Pan African Solidarity in 2025 for International Day Against Homophobia, Biphobia, Intersex Discrimination, and Transphobia (IDAHOBIT)

17 May 2025, Accra, Addis Ababa, Gaborone, Lagos, Lusaka, Maseru, Mbabane and Nairobi.
The power of communities: a powerful theme for this year’s commemoration of IDAHOBIT. Since 1990, our communities have celebrated the milestones achieved in human rights, community health and policy making inclusion that reflects the universality and indivisibility of commitments made in international law, jurisprudence, gender equality, sustainable development and inroads made in strengthening civic space.
Depathogisation of our communities, legal gender recognition and even strengthening birth registration processes have safeguarded rights and advanced dignity for our community. These kinds of successes should always be a reminder of what is possible in a world that is increasingly polarized and denies our communities full citizenship in public protection and participation.
Whilst our successes have consistently been questioned – emboldened pushback remains a concern, reflective of former colonial Empire influences on our societies. This pushback is often masked in sovereignty, traditional family values and fear-mongering rhetoric, perpetuating anti-rights disinformation and misinformation doing harm without limits.
The degradation of already inadequate health systems, corruption riddled institutions and poor service delivery is reflected in countries that disregard and criminalise poverty and marginalised communities. Their economies are saddled with poor fiscal stewardship and accountability.

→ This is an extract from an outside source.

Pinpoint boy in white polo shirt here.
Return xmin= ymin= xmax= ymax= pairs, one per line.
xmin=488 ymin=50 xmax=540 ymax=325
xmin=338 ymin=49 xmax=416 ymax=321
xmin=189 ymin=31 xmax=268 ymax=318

We see this reflected in the lack of accountability and political will to improve the material conditions of African lives. We see it in the politicisation of our lives in election campaigns and media click bait headlines whilst technology assisted gender-based violence thrives in cyberbullying, rape culture and harmful gender norms.
Civil Society remains undeterred. We continuously find ways to ensure mutual aid and solidarity with our communities even when there are no budget lines or resources. We are unequivocally African and unapologetically Queer in our existence, advocacy and solidarity.